Regardless of whether or not the above are adhesion knobs, subtle features like these that are indicative of parasitic infection are difficult to extract. Therefore, instead of continuing to engineer features, I moved on to implementing a convolution neural network.
I generated features from a trained convolution neural network: Inception v3. Inception v3 was trained on ImageNet images to classify myriad objects like puppies and pedestrians, but not to determine whether a cell has been attacked by a parasite. Thus, to re-purpose Inception v3, I removed the classification layer and generated 2048 features for each image. I then reduced the dimensionality to 100 features using PCA and trained ML classifiers. After training with 3-fold cross-validation, testing, and comparing four ML classifiers, I obtained an F2 score of 0.92 with L2 regularized logistic regression, which was much better than the random forest model. The obvious choice was to use a repurposed CNN as the back end for Malaria Hero.
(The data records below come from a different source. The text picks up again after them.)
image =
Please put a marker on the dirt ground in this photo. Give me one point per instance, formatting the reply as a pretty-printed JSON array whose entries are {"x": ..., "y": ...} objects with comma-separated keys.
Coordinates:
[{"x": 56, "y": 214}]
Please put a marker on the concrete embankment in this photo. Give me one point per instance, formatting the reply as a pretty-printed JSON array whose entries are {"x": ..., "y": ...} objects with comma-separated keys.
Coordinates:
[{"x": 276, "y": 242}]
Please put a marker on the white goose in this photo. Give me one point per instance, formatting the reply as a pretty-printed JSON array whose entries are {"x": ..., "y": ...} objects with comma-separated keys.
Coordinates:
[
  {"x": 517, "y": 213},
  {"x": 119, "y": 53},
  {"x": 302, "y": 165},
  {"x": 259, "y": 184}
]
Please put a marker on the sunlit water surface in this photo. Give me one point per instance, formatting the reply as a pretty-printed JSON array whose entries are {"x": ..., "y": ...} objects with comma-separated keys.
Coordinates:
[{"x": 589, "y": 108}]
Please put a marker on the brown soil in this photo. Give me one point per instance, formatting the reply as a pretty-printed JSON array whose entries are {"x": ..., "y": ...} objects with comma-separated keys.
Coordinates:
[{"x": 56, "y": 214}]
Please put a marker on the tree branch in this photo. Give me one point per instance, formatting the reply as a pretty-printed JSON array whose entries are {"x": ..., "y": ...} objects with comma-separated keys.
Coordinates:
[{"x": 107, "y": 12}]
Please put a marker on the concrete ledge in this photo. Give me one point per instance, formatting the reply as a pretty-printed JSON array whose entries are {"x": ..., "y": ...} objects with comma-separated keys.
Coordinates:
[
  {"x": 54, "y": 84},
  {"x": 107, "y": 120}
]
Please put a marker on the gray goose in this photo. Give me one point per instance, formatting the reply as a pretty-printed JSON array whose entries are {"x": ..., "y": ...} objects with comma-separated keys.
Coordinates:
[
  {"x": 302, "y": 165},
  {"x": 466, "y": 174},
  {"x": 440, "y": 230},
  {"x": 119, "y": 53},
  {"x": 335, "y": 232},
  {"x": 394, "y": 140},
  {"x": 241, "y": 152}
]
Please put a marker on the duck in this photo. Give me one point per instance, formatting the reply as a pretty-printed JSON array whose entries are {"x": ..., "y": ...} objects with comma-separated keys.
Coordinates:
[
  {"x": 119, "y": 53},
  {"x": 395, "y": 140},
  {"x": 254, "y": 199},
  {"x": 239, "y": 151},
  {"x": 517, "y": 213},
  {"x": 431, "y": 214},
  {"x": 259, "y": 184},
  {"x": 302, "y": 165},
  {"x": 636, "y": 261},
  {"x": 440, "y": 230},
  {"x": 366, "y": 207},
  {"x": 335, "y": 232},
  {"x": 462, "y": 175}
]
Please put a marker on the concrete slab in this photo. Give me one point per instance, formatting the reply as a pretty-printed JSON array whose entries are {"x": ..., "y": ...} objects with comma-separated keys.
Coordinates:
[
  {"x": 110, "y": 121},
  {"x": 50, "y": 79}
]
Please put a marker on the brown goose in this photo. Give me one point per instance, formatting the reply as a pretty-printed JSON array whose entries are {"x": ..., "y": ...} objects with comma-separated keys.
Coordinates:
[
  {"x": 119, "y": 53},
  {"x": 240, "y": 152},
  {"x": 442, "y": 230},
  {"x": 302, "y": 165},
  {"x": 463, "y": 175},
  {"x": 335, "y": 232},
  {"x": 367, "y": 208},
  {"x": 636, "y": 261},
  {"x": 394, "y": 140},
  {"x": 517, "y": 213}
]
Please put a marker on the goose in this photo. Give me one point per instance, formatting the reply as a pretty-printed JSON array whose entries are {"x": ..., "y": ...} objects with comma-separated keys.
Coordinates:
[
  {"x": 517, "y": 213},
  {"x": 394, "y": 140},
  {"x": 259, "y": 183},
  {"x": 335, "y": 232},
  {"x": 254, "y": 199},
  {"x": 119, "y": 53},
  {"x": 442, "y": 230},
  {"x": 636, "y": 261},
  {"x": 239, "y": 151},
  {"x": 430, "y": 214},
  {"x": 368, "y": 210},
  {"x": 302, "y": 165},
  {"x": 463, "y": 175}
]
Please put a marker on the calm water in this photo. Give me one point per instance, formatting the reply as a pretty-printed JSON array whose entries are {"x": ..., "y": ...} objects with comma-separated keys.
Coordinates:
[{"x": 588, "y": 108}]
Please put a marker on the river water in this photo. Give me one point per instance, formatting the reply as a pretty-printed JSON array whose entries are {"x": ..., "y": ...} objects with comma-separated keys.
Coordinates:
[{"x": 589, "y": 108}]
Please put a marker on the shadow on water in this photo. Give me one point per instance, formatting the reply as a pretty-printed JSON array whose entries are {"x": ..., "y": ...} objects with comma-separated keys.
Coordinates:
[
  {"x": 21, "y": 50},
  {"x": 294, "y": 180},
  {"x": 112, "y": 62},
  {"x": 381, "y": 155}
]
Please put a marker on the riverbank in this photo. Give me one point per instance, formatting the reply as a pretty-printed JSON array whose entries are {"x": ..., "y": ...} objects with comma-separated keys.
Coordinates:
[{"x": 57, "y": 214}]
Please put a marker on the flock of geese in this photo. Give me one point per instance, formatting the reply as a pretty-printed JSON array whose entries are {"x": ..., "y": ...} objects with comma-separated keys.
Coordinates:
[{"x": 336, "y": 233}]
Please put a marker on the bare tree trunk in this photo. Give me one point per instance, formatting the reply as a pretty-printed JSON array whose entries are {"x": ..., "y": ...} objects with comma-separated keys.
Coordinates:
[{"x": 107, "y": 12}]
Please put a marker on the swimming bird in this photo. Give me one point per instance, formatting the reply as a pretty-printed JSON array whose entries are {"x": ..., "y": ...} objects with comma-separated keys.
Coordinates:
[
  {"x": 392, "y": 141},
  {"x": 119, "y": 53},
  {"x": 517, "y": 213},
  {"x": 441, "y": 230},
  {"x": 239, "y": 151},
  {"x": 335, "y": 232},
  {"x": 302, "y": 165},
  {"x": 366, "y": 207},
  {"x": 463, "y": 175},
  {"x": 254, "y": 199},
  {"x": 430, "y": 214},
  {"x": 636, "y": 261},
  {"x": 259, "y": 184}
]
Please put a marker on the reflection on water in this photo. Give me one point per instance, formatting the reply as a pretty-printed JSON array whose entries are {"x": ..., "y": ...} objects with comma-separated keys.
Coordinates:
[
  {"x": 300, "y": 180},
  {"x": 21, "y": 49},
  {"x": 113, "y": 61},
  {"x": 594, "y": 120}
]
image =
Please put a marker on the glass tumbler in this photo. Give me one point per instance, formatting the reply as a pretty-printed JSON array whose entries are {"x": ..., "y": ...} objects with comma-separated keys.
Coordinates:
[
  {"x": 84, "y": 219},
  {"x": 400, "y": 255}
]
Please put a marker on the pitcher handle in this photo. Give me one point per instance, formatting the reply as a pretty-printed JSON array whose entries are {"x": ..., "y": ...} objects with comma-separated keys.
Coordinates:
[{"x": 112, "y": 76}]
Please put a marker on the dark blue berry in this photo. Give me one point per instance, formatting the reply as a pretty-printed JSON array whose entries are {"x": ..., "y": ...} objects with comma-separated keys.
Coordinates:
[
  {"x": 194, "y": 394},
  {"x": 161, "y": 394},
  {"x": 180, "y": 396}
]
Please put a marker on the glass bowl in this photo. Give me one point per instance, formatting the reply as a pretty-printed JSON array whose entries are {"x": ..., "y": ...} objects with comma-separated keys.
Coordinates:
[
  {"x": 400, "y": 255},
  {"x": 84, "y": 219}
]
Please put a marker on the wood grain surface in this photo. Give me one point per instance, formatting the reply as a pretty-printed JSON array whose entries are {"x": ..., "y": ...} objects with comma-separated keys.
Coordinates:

To deploy Malaria Hero I learned to use Dash. The Dash tutorial is great at getting you started. After orchestrating Dash, Flask, gunicorn, nginx, Docker, and AWS, Malaria Hero was live…phew!
To use the web app, a clinician would upload images of single cells from patients. Every cell would be classified as infected or uninfected. Three regular expressions extract metadata from each image, including patient ID number. The results are then grouped by patient and sorted according to infection rate.
If you don’t have images of single cells just lying around that you would like to classify, feel free to press the demo button on malariahero.org. This takes single-cell images from two patients that I have stored on AWS and classifies each image, as described above, to demonstrate output.
Malaria Hero saves time. Instead of manually counting, a clinician could capture images of each field of view and upload images that have cells counted and classified automatically. I used to culture stem cells and counting cells through a microscope was part of the job. I’ve estimated that about 85% of a clinician’s time would be saved using Malaria Hero. This translates to seeing 1,400 more patients a month based on a normal 9–5 M-F work schedule.
The output produced allows clinicians to prioritize patients based on infection rate, expediting treatment to sicker patients. Since results are sorted based on infection rate, clinicians can look at the list and quickly prioritize their patients.
Remember that the images in the dataset were captured using a smart phone. Malaria Hero demonstrates the potential of providing mobile doctors or resource-constrained clinics with a valuable yet affordable tool. This would empower mobile doctors that visit remote locations or perform house calls to upload images and receive a quick diagnosis.
Furthermore, diagnosing malaria with a microscope is a skill that, without practice, becomes prone to errors. Providing re-training helps clinicians improve their classification abilities as described here. One can imagine that images uploaded to Malaria Hero could be shared with a clinician that regularly practices malarial parasite detection. In this manner, a more experienced clinician could confirm ML classification results or provide assistance to clinicians that are inexperienced or do not routinely practice malaria diagnosis.
The code for this project is publicly available on my GitHub.